“A dazzling insight into love, life and healing” - A Monster Calls in Chichester

Cast of A Monster Calls. Photo by Manuel Harlan.
Cast of A Monster Calls. Photo by Manuel Harlan.

The stage production of A Monster Calls comes promised as a “dazzling insight into love, life and healing” as a young boy copes with the impending loss of his mother.


The cast know they will have to look after their own mental wellbeing as they embark on the tour, which kicks off at Chichester Festival Theatre from February 6-15.


Kaye Brown, who plays Grandma, knows the emotional demands of the piece are something the cast must be prepared for.


Thirteen-year-old Conor and his mum have managed just fine since his dad moved away.
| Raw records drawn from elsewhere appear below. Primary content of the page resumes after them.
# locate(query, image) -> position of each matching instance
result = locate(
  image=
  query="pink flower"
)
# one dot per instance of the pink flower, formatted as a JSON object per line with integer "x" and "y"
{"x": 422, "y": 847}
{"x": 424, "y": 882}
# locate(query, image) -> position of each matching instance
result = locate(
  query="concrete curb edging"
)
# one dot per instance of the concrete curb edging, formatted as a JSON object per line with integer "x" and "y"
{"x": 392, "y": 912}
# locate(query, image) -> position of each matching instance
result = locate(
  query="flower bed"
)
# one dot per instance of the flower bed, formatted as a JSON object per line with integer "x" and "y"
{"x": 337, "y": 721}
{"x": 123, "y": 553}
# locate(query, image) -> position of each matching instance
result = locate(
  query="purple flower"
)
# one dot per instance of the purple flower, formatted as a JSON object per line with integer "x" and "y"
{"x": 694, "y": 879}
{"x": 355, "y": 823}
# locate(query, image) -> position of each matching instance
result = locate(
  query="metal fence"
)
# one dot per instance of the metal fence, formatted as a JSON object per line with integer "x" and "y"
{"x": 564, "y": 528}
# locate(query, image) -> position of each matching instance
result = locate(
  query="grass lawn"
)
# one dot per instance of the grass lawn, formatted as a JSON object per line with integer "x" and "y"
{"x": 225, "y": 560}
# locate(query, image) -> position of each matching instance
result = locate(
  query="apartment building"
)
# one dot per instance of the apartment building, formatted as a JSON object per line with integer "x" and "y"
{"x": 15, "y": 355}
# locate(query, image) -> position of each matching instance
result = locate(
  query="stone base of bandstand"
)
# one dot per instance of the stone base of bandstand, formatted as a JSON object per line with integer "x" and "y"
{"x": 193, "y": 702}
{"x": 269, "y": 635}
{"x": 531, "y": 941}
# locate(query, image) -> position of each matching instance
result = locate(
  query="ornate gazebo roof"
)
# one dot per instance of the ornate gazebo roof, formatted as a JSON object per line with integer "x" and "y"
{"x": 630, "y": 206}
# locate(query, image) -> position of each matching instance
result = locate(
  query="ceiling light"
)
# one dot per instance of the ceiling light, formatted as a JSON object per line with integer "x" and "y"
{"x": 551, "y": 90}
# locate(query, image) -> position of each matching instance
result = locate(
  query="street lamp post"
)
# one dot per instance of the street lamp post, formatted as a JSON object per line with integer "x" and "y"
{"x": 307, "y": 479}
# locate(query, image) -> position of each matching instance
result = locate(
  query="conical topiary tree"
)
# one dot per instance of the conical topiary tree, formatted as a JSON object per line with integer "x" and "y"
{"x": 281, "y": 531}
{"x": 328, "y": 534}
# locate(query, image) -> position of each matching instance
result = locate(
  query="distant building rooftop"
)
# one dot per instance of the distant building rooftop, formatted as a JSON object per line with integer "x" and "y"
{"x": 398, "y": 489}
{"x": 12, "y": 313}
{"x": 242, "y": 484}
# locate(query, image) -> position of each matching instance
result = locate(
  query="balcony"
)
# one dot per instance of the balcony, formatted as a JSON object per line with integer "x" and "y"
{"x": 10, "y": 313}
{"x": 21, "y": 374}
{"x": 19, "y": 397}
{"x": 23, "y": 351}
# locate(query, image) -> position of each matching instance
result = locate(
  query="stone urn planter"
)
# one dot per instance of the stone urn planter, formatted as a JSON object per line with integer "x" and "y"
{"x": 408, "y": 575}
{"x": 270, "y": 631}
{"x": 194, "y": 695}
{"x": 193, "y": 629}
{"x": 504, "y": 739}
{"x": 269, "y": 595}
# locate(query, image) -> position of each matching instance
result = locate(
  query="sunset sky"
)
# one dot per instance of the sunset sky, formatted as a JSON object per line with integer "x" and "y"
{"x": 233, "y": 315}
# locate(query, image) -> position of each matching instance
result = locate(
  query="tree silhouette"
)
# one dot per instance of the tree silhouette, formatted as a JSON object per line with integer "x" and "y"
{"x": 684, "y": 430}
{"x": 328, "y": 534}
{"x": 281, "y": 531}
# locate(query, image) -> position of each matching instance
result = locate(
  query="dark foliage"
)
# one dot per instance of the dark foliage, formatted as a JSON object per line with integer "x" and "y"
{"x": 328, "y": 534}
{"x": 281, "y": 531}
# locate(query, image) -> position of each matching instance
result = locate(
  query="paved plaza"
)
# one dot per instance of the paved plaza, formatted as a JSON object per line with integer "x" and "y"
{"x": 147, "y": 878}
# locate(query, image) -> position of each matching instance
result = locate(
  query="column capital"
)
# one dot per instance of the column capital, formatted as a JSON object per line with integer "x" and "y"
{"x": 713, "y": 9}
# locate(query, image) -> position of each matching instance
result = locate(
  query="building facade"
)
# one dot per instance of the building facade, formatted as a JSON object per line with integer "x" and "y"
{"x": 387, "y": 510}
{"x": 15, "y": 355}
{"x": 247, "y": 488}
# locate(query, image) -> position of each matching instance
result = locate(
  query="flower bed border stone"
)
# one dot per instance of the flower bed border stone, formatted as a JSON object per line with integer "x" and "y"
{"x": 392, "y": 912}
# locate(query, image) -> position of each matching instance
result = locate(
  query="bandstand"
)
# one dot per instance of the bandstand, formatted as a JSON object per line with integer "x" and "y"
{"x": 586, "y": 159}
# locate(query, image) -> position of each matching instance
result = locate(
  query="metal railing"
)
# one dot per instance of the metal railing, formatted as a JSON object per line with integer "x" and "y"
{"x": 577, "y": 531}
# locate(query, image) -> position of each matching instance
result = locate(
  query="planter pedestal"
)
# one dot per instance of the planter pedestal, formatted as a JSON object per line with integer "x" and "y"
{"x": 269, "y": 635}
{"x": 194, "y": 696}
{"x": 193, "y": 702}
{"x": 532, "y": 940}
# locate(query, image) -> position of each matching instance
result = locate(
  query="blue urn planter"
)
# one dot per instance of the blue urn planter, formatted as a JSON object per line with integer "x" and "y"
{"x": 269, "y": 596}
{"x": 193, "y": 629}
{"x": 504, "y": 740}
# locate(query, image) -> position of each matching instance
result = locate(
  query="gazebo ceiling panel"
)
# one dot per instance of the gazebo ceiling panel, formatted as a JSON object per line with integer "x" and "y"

But now his mum is sick and not getting any better. His grandmother won’t stop interfering and the kids at school won’t look him in the eye.


Then, one night, Conor is woken by something at his window. A monster has come walking. It’s come to tell Conor tales from when it walked before. And when it’s finished, Conor must tell his own story and face his deepest fears.


“The grandma is the blunt truth that nobody wants to face,” says Kaye. “Everyone is shirking around the issues of what is really going on. I am the one that is having to say that my daughter is not going to make it. I am playing like the devil’s advocate in trying to speak to the boy about it and in trying to speak to my daughter about it, but really everyone is trying to brush it under the carpet.


“I am the stroppy grandmother who is saying that you must face up to it. We are all quite prone to not wanting to face up to these situations; we are not very good at just sitting down and talking about them.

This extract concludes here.